Ülkemizde refah nüfus artış hızı, gelişme seviyesi ile ters orantılı olarak seyretmektedir.Kişi başına düşen geliri, hızlı nüfus artışı olumsuz yönde etkilemekte. Nüfus artış hızı yavaşlatıldığı takdirde bugün için Avrupa ülkelerine göre çok düşük düzeyde bulunan kişi başına gelir miktarında artış sağlanabilir.Nüfustaki hızlı artışın birçok ekonomik ve sosyal sorunları da beraberinde getireceği gerçeği unutulmamalıdır. Nitekim hızla çoğalan nüfusun ihtiyaçlarını karşılayacak, yani çoğalan insanları yeterince besleyecek, eğitecek ve sağlık hizmetleri verecek imkanlarında aynı ölçüde artırılamadığı görülmektedir. Bu açıdan nüfus artışı ile ülke kaynak ve imkanları arasında bir denge kurulması, günümüz toplumlarında çare bulunması gerekilen en büyük sorunlardan biridir.

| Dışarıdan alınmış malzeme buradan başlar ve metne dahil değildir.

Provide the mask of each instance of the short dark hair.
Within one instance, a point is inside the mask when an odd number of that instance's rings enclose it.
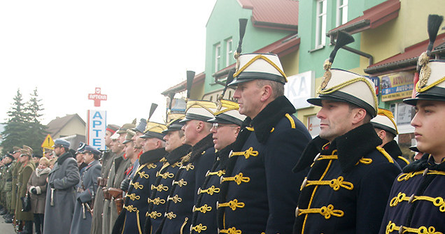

Burada yalnızca birey sayısını bilmek yeterli olmaz, nüfusun vasıfları ve buradaki gelişmelerin de takip edilmesi gerekmektedir.
Kişi başına milli gelir, ülkeler arası ekonomik gelişme karşılaştırmalarında kullanılan en iyi ve ekonomik bir ölçüdür. Ekonomik gelişmeyi tayin eden ve belirleyen şartlardan biri fert başına düşen gelirin yüksek olması veya yıldan yıla artış göstermesidir. Milli gelir ve nüfus miktarı şeklinde formüle edilebilen, kişi başına milli gelirin artması için ya milli gelirin artması veya nüfusun azalması ya da nüfus artışının, milli gelirdeki artıştan düşük olması gerekir. Türkiye nüfusu yılda ortalama yüzde 2 arttığına göre milli gelirdeki artışın bundan daha fazla olması sonucuda, kişi başına düşen milli gelir artar.Yani nüfus artışı kişi başına düşen milli gelirin azalmasına sebebiyet verip ülkenin refah seviyesini olumsuz etkiler.İşgücü arzındaki artışlar; eğitim, sağlık gibi altyapı harcamalarını artırdığı ve istihdam imkanlarının yaratılması için ek sermayeyi gerektirdiği için bazı sorunlar ortaya çıkarmaktadır. Kişi başına gelirin düşük olduğu, Türkiye’de hızla artan bir işgücü ihtiyacının yaratacağı problemler çok büyük önem taşımaktadır. Artan işgücü ihtiyacının istihdam edebilecek yeni iş imkanları yaratılamadığı takdirde işsizlik, sosyal ve ekonomik boyutları olan çok önemli bir mesele olarak, bugün olduğu gibi karşımıza çıkacaktır. Bu soruna çözüm bulunamadığı takdirde insanlar işsiz kalıp maaş bile alamayacaklar. Günümüzde dünya açlığa mı gidiyor sorusu sıkça düşünülmeye başlandı.Dünya nüfusunun büyük bir bölümünün gelişmekte olan ülkelerle, yiyecek yardımına muhtaç, fakir ülkelerde yaşadığı bilinmektedir. Modern tarımda büyük gelişmeler olmasına rağmen, verimli tarım alanlarının iklim değişiklikleri, erozyonun getirdiği tahribat, şehirlerin genişleyerek çevrelerindeki ekime elverişli toprakları beton yığını haline dönüştürmeleri, köylerden şehirlere olan göç gerçeği, yakın bir gelecekte insanların yeterli beslenip beslenemeyeceği endişesine kapılmalarına yol açmaktadır.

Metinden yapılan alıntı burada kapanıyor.